Having already purchased seven features for the Nordic and Baltic markets, acquisitions manager Jakob Abrahamsson and distribution manager Johannes Glaumann, of Stockholm’s NonStop Entertainment, concluded their shopping spree at the EFM, signing for eight documentaries:

- US directors Michael Beach Nichols and Christopher K Walker's Welcome to Leith, about neo-Nazism in the US, in which a white supremacist attempts to take over a small town in North Dakota (from Submarine)

- US director Doug Aitken’s Station to Station, including 60 one-minute films featuring 60 different artists – such as Patti Smith, Jackson Browne and Cat Power – and shot on a 4,000-mile train voyage from the Atlantic to the Pacific (from Submarine)

- US director Debra Granik's Stray Dog, her first film, which portrays Ron 'Stray Dog' Hall, a biker, Vietnam veteran and lover of small dogs (from Still Rolling Productions)

- US director Sara Dosa’s The Last Season, about an unexpected friendship between a Cambodian refugee and a Vietnam veteran (from Signpost Pictures)

- US director Ron Howard’s Made in America, following the Budweiser Made in America music festival, organised by US hip-hop artist Jay-Z, featuring such names as Kanye West (from The Exchange)

- US directors Martin Scorsese and David Tedeschi's The 50-Year Argument, a depiction of the history and influence of The New York Review of Books (from Cinephil)

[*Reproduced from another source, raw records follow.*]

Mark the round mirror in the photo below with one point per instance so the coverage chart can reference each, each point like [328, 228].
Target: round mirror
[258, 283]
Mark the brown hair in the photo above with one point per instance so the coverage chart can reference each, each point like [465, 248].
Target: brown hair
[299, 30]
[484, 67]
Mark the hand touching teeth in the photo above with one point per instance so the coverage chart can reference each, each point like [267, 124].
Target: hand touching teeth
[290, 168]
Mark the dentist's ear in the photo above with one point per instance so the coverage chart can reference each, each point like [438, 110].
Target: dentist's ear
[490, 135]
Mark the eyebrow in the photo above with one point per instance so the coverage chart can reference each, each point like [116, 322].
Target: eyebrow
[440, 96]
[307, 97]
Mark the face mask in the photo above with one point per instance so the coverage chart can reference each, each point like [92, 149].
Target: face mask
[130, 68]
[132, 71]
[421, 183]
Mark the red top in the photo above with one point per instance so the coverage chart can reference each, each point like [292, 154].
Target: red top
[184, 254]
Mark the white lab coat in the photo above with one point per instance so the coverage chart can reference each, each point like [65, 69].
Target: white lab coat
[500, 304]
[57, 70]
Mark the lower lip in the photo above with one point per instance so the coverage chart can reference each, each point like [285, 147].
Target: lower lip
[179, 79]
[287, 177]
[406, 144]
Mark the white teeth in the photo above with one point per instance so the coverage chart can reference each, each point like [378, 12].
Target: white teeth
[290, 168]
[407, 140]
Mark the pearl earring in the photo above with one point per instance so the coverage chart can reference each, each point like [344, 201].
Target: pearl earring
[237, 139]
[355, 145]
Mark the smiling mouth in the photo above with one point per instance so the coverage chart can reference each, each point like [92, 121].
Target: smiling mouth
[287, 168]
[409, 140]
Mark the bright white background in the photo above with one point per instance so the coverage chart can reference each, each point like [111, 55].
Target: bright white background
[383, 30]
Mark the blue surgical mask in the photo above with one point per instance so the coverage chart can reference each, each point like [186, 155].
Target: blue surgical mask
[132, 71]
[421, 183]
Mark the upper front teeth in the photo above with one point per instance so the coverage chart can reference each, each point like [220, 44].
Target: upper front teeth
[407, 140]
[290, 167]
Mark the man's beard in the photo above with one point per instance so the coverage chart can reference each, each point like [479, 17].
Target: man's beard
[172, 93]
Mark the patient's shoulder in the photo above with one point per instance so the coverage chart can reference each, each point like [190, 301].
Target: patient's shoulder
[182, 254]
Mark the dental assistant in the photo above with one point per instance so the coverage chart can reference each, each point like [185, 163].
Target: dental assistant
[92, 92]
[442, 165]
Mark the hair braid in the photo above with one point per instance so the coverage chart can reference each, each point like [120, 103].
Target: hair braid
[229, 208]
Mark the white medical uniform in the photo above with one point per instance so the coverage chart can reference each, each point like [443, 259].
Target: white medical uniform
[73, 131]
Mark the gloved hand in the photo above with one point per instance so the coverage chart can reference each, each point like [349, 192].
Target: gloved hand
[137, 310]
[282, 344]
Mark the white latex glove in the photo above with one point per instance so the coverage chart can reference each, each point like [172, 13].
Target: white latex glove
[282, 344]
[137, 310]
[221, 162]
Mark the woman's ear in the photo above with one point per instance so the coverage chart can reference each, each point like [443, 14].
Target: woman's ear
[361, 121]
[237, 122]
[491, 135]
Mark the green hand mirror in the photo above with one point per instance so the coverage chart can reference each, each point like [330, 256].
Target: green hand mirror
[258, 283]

- US director Mark Hartley’s Electric Boogaloo: The Wild, Untold Story of Cannon Films, about Israeli producers Menahem Golan and Yoram Globus, “two-of-a-kind men who (for better or worse) changed film forever” (from Mongrel)

- US director Ethan Hawke’s Seymour: An Introduction, in which the four-time Oscar-nominated actor (this year for Boyhood) explores the life and lessons of US piano teacher, composer and author Seymour Bernstein (from Cinetic Media).